En apprenant la nouvelle, Keynes est furieux. « Pourquoi a-t-il fait une telle sottise ? » écrit-il dans un court essai : Les conséquences économiques de M. Churchill, publié en juillet 1925. Augmenter la livre de 10%, écrit-il, cela revient à augmenter la charge de la dette de 750 millions de livres, et à transférer un milliard de livres de la poche de chacun d’entre nous à la poche des rentiers. Car, explique Keynes, contrairement à ce que croient les libéraux, les prix ne s’ajustent pas uniformément dans tous les secteurs. Si les prix pouvaient baisser, une surévaluation de 10% de la livre n’aurait aucune conséquence. Il suffirait de baisser tous les prix de 10% et la situation économique reviendrait à son niveau antérieur. Mais croire une telle chose c’est faire preuve d’une grave méconnaissance du fonctionnement réel de l’économie. Les prix font de la résistance, les contrats ne peuvent être modifiés du jour au lendemain, notamment les contrats de dettes. D’autant que parmi les prix, il y a celui du travail, le salaire. Or, surévaluer la livre, c’est surévaluer le travail anglais par rapport au travail des autres nations. Keynes a bien conscience que la conséquence immédiate d’une livre trop chère se traduira inévitablement par une pression à la baisse des salaires nominaux, par un chômage accru dans l’industrie et par une révolte sociale.
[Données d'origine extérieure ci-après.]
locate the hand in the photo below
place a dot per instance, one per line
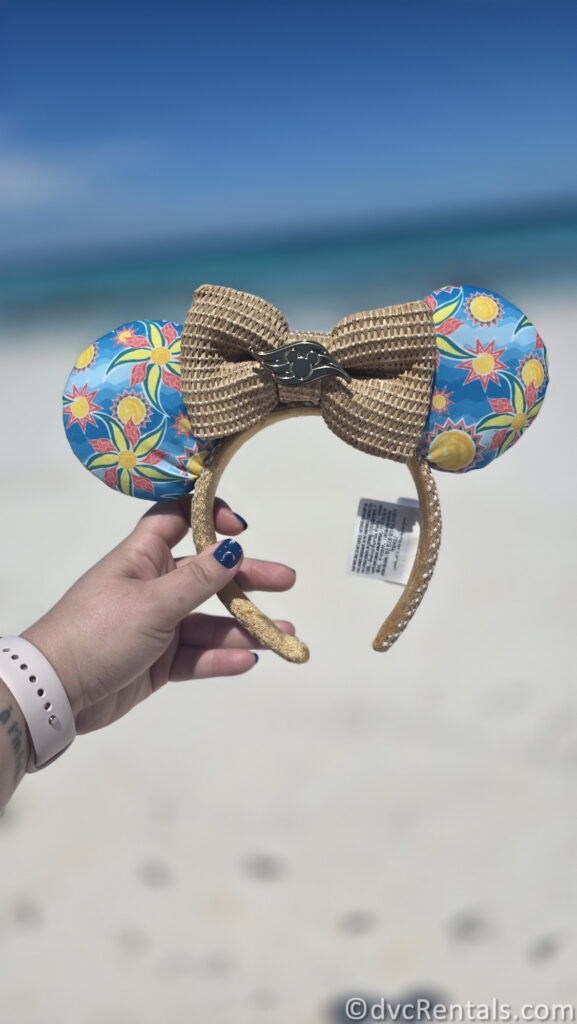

En 1926, la politique d’austérité, conséquence de la surévaluation de la livre, produit les effets prévus par Keynes. Le 3 mai, face au patronat qui exige une baisse de leurs salaires, les mineurs anglais se mettent en grève, qui se transforme très vite en conflit social généralisé. Après une vaste campagne de communication où syndicats et gouvernement s’affrontent pour rallier les classes moyennes à leur camp, les grévistes capitulent. La victoire politique de Winston Churchill l’amènera à maintenir le cap de l’austérité. Dès lors, malgré la baisse des salaires, en fin de compte obtenue par le patronat, l’économie britannique continuera de porter, jusqu’à la crise de 1929, les stigmates de la politique monétaire du gouvernement conservateur. Jamais le chômage ne descendra en dessous du million et l’économie britannique connaîtra une grave crise industrielle, dont elle ne sortira qu’après la seconde guerre mondiale.
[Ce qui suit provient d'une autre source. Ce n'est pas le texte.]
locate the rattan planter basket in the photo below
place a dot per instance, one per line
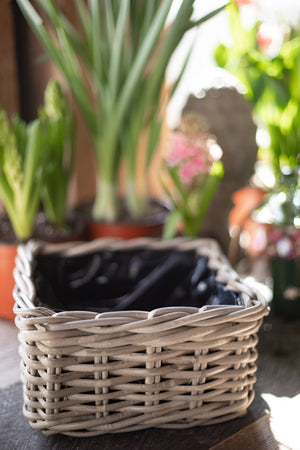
(87, 373)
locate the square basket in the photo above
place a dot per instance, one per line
(87, 373)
Plus tard, en promettant « du sang et des larmes » à son peuple qui vient de l’élire, en mai 1940, et qui alors affronte seul l’Allemagne hitlérienne, Winston Churchill prouvera qu’il est meilleur chef de guerre que ministre des finances. Il finira par se réconcilier avec Keynes, lequel prendra la tête de la délégation britannique chargée de négocier, avec les représentants américains, les accords de Bretton Woods qui fonderont la prospérité des trente glorieuses.